# Lockanruf aufs Festnetz mit Sprachnachricht



## Anonymous (3 Dezember 2005)

Hallo zusammen!

Ich bin durch die Warnung einer guten Bekannten die gegoogelt hat nachdem sie ebenfalls einen Lockanruf erhielt auf den Artikel "Anruf in Abwesenheit" - 0137 und 0190 Lockanrufe am Handy" aufmerksam geworden, in dem auch auf dieses Forum hingewiesen wurde.

In meinem Fall wurde die *Rufnummer unterdrückt*. Der Anruf erfolgt heute, am 3.12.2005 gegen 18:10 Uhr. Offensichtlich ist es mittlerweile egal um welche Uhrzeit es sich handelt. Ich erhielt bereits einige Wochen zuvor einen ähnlichen (oder genau denselben?) Anruf, habe aber, mißtrauisch wie ich nunmal bei derartigen Versprechungen bin, nicht darauf reagiert.

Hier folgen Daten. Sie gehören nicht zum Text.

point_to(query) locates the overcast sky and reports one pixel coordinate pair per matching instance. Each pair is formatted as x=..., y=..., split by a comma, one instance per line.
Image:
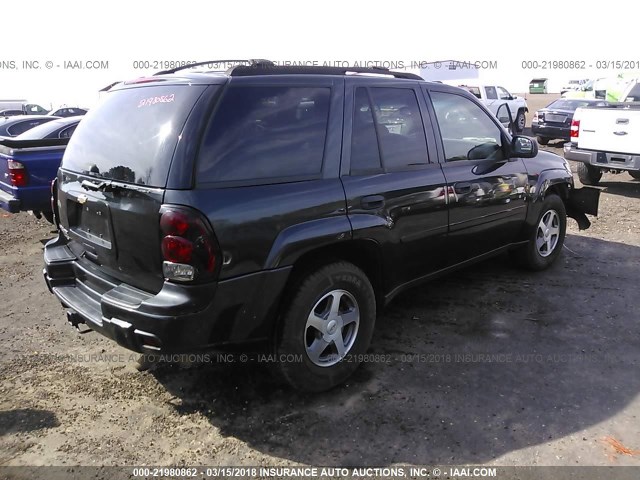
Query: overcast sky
x=124, y=32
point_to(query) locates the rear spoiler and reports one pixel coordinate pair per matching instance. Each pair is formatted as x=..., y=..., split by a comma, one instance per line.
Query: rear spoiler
x=47, y=142
x=8, y=144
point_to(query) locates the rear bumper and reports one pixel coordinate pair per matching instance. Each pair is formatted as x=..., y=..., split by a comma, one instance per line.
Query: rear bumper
x=179, y=318
x=550, y=131
x=26, y=198
x=9, y=203
x=617, y=161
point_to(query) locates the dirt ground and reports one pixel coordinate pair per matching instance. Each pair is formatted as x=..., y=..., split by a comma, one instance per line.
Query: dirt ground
x=492, y=366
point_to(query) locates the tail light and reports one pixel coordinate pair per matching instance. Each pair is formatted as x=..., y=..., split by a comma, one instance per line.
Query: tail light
x=188, y=245
x=54, y=201
x=575, y=129
x=17, y=173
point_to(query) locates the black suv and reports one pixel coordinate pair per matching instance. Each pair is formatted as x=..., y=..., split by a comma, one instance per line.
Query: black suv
x=284, y=206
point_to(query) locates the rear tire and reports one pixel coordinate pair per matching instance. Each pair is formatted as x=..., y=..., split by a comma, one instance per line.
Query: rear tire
x=589, y=175
x=326, y=327
x=546, y=241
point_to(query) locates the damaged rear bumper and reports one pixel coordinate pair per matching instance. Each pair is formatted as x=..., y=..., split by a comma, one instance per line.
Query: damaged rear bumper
x=582, y=202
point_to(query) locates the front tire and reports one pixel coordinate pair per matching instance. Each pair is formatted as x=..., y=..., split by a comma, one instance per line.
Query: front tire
x=326, y=327
x=588, y=174
x=547, y=239
x=521, y=121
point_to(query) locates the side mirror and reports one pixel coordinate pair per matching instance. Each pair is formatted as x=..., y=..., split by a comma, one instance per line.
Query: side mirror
x=504, y=117
x=523, y=147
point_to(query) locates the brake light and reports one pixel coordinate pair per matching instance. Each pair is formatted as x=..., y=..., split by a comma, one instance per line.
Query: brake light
x=17, y=173
x=575, y=129
x=188, y=245
x=53, y=199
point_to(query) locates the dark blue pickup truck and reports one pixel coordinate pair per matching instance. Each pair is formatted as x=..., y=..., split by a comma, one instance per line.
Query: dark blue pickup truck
x=27, y=168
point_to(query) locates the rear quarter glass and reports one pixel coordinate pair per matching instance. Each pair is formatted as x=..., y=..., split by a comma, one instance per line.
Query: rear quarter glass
x=132, y=134
x=266, y=134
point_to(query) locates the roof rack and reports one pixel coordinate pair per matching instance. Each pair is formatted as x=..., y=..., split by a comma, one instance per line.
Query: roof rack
x=250, y=62
x=270, y=68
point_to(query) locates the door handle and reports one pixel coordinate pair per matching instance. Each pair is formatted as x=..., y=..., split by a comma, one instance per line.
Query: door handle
x=462, y=187
x=371, y=202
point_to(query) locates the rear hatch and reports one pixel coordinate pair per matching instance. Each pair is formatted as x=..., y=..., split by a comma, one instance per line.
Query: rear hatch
x=610, y=129
x=113, y=177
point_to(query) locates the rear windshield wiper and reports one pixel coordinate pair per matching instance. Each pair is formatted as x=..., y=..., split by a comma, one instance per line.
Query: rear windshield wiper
x=96, y=187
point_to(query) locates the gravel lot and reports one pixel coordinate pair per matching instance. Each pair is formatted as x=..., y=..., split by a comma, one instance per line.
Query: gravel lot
x=508, y=368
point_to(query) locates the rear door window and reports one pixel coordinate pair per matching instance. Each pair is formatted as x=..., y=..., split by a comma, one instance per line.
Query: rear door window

*Der Anruf ging wie folgt vonstatten:*

Achso... das sollte ich wohl noch vorrausschicken. Ich habe in den letzten Tagen und auch heute Anrufe bekommen wo es genau 1x geklingelt hat. Manchmal ging ich ran, manchmal nicht. Auf dem Display wurde jedesmal keine Rufnummer angezeigt.

*So, nun zu heute. Aus dem Gedächtnis niedergeschrieben:
Bandansage mit einer sypathischen Frauenstimme:*
*Wir haben eine wichtige Nachricht für sie. Bitte bleiben sie am Apparat.

Kurz darauf startete eine zweite Bandansage:
Ihre Rufnummer wurde von unserem Computer als eine der wenigen ausgelost. Sie haben einen Barpreis in Höhe von (weiß ich nicht mehr, ca. 3-500€ schätze ich) oder einen der Sachpreise in Höhe von 1500€ gewonnen.
Um ihren Gewinn einzulösen rufen sie bitte lediglich die Nummer 01908-38729 an. Sie haben ganz bestimmt einen der genannten Preise gewonnen. Entweder einen Geldpreis i.H.v. (vergessen), der ihnen bar ausgezahlt wird oder einen der Sachpreise von bis zu 1500€. Um ihren, garantierten, Gewinn einzulösen rufen sie bitte die Nummer 01908-38729 an. Ich wiederhole: 01908-38729. Denken sie daran. Sie haben durch die Computerauslosung ihrer Rufnummer einen Preis gewonnen deren Erhalt ihnen sicher ist. Dabei handelt es sich um Geldpreise (...) oder Sachpreise in Höhe von bis zu 1500€. Die können nicht bar ausgezahlt werden. Zur Erinnerung: Rufen sie 01908-38729 an.*

*Auch ohne die Vorwarnung wäre ich nicht so bekloppt gewesen dort anzurufen... aber es gibt eine Menge uninformierter Menschen die das leider tun. Somit ist dieser Form der Abzocke Tür & Tor geöffnet. Um dem entgegenzsteuern trage ich mein kleines Scherflein bei und informiere euch, wie im Artikel gebeten.*
So, und nun muß ich wieder zurück zu meiner Lammkeule. Gänzlich unspektakulär gekauft und nicht gewonnen, dafür aber auch nicht mit Hinterhältigkeiten belastet.  

Gruß, Wolfsblut


----------